On Christmas Eve, 1931, in the midst of the Great Depression, construction workers building what was to become Rockefeller Center in New York City pooled their money together and bought a 20-foot balsam fir tree. They lined up beside the tree decorated with homemade garlands and one-by-one received their paychecks. Little did they know that that simple act would inspire a grand tradition now in its 83rd year (there was no tree in 1932; the tradition picked up again the following year).

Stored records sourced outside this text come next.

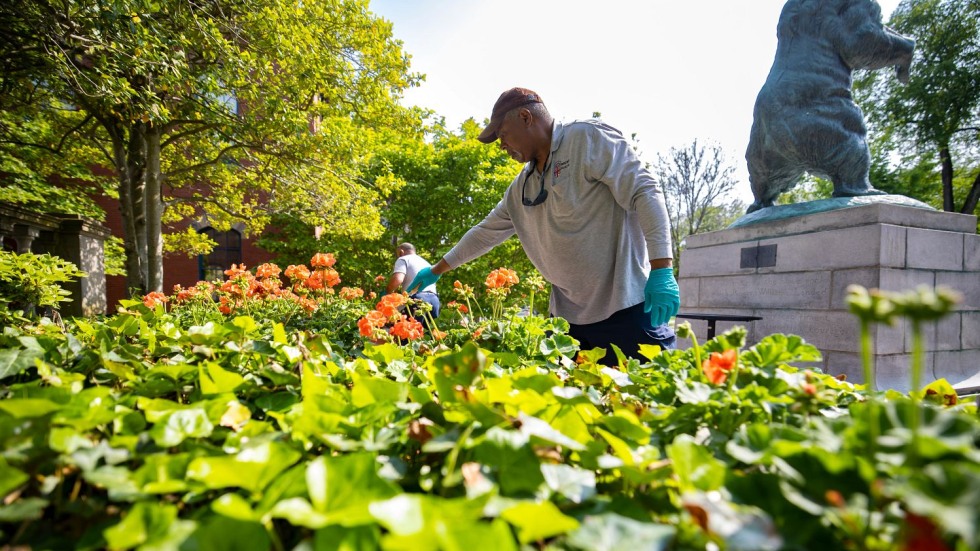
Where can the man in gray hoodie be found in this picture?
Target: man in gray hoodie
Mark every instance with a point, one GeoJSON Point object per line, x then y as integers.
{"type": "Point", "coordinates": [591, 219]}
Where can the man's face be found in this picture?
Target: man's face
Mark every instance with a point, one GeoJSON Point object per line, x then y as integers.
{"type": "Point", "coordinates": [514, 136]}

A lot has changed since that first little tree. For starters, today’s trees are rarely under 65 feet tall. This year’s tree is an 80-year-old, 78-foot tall Norway Spruce decked out with more than 45,000 lights illuminated on five miles of wire. Secondly, tens of thousands of people gather at the December 2 tree lighting ceremony and millions more are glued to the live telecast.
While tonight’s ceremony gets all the attention, let’s look back at the intriguing history of America’s favorite giant evergreen…
1933: The tree lighting becomes an official ceremony
The public relations team at Rockefeller Center drew inspiration from the construction workers in 1931 and turned it into a goodwill-building annual ceremony.
1942: The tree(s) get patriotic
Three small trees took the place of one large tree, and each tree was lit up in one of the American flag’s colors. America had entered WWII just weeks before, and national pride was running high. The tree also took on patriotic colors in 2001 after the September 11 attacks.
1944: The lighting ceremony goes dark
Wartime blackout regulations kept the tree from being lit up in its usual manner. Rockefeller Center more than made up for it the following year, however, and put more lights than ever on the tree.
1951: TV gets involved
NBC’s The Kate Smith Show televises the tree lighting ceremony for the firs time, starting a new tradition of network sponsorship.
1971: Rockefeller Center goes green
The tree is recycled after it’s run for the first time. Shredded pieces are turned into mulch for upper Manhattan nature trails.
1999: The tradition gets bigger than ever
A 100-foot tree from Killingworth, Connecticut, becomes the largest tree in the history of the lighting ceremony. Much larger and it wouldn’t have been able to make it to its spot–trees 110 feet or larger won’t fit down Manhattan streets.
2004: The tree gets an estimated $1.5 million new garnish
A 550-pound Swarovski star designed by German artist Michael Hammers is placed on top of the tree for the first time. It is 9.5 feet wide, has 25,000 Swarovski crystals, one million facets, 720 LED light bulbs, 44 circuit boards and 3,000 feet of wire. The true cost is unknown, because Rockefeller Center is taking the modest route and not revealing their expenses.
2007: The tree gets even more green (energy-wise at least)
LED lights are put on the tree for the first time. The lights get their power from 300 solar panels on the roof of One Rockefeller Center, and saves enough energy to power a 2,000 square foot single-family home for a month.